No es, por desgracia, la primera vez que se producen detenciones en Canarias por delitos similares con adolescentes, casi siempre niñas entregadas a la tutela y vigilancia de los servicios de atención a menores. De hecho, la práctica de secuestrar a adolescentes de los centros para prostituirlas fue denunciada hace ya seis años por la Fiscalía de Las Palmas, que comprobó la existencia de varios casos de niñas tuteladas por la Dirección General del Menor que se prostituían en locales de alterne sin que nadie lo impidiera. Eso fue denunciado hace seis años, después de que la dirección de los propios centros constatara la desaparición durante largos períodos de tiempo de las jóvenes, y su relación con conocidos proxenetas. La misma exacta historia de ahora, repitiéndose desde mucho atrás, sin que se haya hecho nada por atajarlo. Y ahora no se puede alegar desconocimiento: sobre todo después del caso de las 18 Lovas, cuando seis hombres fueron detenidos en Gran Canaria por su vinculación a una trama que se dedicaba a reclutar a niñas y mujeres a través de una agencia especializada en la captación de adolescentes. La agencia, conocida por su implicación en una fiesta en la que participó un conocido empresario, enganchó a varias chicas de familias rotas, teóricamente tuteladas por Menores. De los seis detenidos, solo uno de ellos sigue en prisión.

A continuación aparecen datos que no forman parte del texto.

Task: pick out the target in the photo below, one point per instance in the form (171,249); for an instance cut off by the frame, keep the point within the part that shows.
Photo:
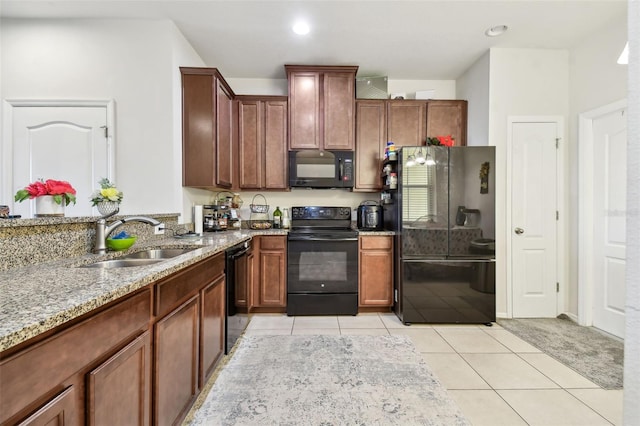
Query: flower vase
(47,207)
(105,208)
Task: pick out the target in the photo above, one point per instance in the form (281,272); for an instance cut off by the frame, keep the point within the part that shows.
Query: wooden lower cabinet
(212,319)
(119,390)
(60,411)
(188,336)
(375,263)
(270,289)
(176,363)
(245,278)
(140,360)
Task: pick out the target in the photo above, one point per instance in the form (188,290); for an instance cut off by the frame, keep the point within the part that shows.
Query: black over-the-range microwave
(321,169)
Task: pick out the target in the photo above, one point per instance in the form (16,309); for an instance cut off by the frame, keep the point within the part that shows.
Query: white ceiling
(401,39)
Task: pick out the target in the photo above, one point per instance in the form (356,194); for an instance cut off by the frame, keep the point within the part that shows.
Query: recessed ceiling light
(496,31)
(301,28)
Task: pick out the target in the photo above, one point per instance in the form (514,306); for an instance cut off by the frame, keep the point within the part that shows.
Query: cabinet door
(271,286)
(448,118)
(250,145)
(338,114)
(371,140)
(275,167)
(406,122)
(119,389)
(304,110)
(244,279)
(57,412)
(376,271)
(176,363)
(198,130)
(213,299)
(224,124)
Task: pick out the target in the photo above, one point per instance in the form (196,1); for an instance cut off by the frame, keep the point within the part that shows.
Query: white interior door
(609,221)
(63,143)
(533,218)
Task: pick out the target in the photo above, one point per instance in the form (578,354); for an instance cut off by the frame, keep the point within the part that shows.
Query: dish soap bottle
(286,222)
(277,218)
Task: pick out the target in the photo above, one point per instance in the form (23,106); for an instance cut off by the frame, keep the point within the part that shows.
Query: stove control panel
(321,213)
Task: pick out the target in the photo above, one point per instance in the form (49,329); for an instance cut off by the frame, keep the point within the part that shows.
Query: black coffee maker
(369,216)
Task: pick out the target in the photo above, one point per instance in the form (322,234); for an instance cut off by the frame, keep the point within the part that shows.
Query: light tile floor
(495,377)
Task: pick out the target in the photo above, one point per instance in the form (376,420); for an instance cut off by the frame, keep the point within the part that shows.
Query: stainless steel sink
(122,263)
(159,254)
(141,258)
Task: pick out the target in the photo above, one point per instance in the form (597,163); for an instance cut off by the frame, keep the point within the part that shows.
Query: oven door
(322,276)
(322,265)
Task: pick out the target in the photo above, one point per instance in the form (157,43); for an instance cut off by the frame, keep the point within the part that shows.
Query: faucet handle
(111,213)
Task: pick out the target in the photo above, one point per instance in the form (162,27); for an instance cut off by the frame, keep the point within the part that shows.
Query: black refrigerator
(442,210)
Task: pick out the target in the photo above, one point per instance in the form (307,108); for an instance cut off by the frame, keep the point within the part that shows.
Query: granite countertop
(38,298)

Y en los centros no ha cambiado nada: en los centros siguen mezclados menores conflictivos, en aplicación de medidas judiciales, con jóvenes con trastornos de conducta, y niños -incluso bebés- en situación de desamparo. La gestión de los centros depende de los cabildos, pero la tutela de los menores es competencia del Gobierno regional, que siempre responde que los chicos y chicas que se entregan a redes de prostitución están en los centros en régimen abierto -libres de entrar y salir cuando quieran- y que no se les pueden controlar. Es cierto que es difícil controlar los movimientos de un adolescente, incluso de uno sin problemas derivados del maltrato o la conflictividad. Pero el Gobierno tiene que poner los medios para que estas situaciones no puedan repetirse.

Es el Gobierno quien tiene la tutela de estos chicos y chicas, tras quitársela un juez a sus padres, en la mayoría de los casos por situaciones muy graves, maltrato, delincuencia? El Gobierno ha aceptado asumir la responsabilidad de ser padre y madre de estos chicos y tiene la obligación de protegerlos y adoptar medidas para que estos casos no se repitan. No puede hacerlo con menos de dos docenas de asistentes sociales para atender a más de 3.000 chicos en situación de desamparo. Siempre hablamos de las cosas que el Gobierno debe y puede hacer, de las prioridades que deben presidir el gasto y las decisiones. Si para esta sociedad tan preocupada por el lenguaje, las formas, los gestos y la decencia ajena, no es prioritario evitar que niñas y niños caigan en manos de redes de explotación sexual y pederastia, que sucumban desde adolescentes a la peor explotación y a la violencia, entonces yo no sé muy bien que entendemos por prioridad.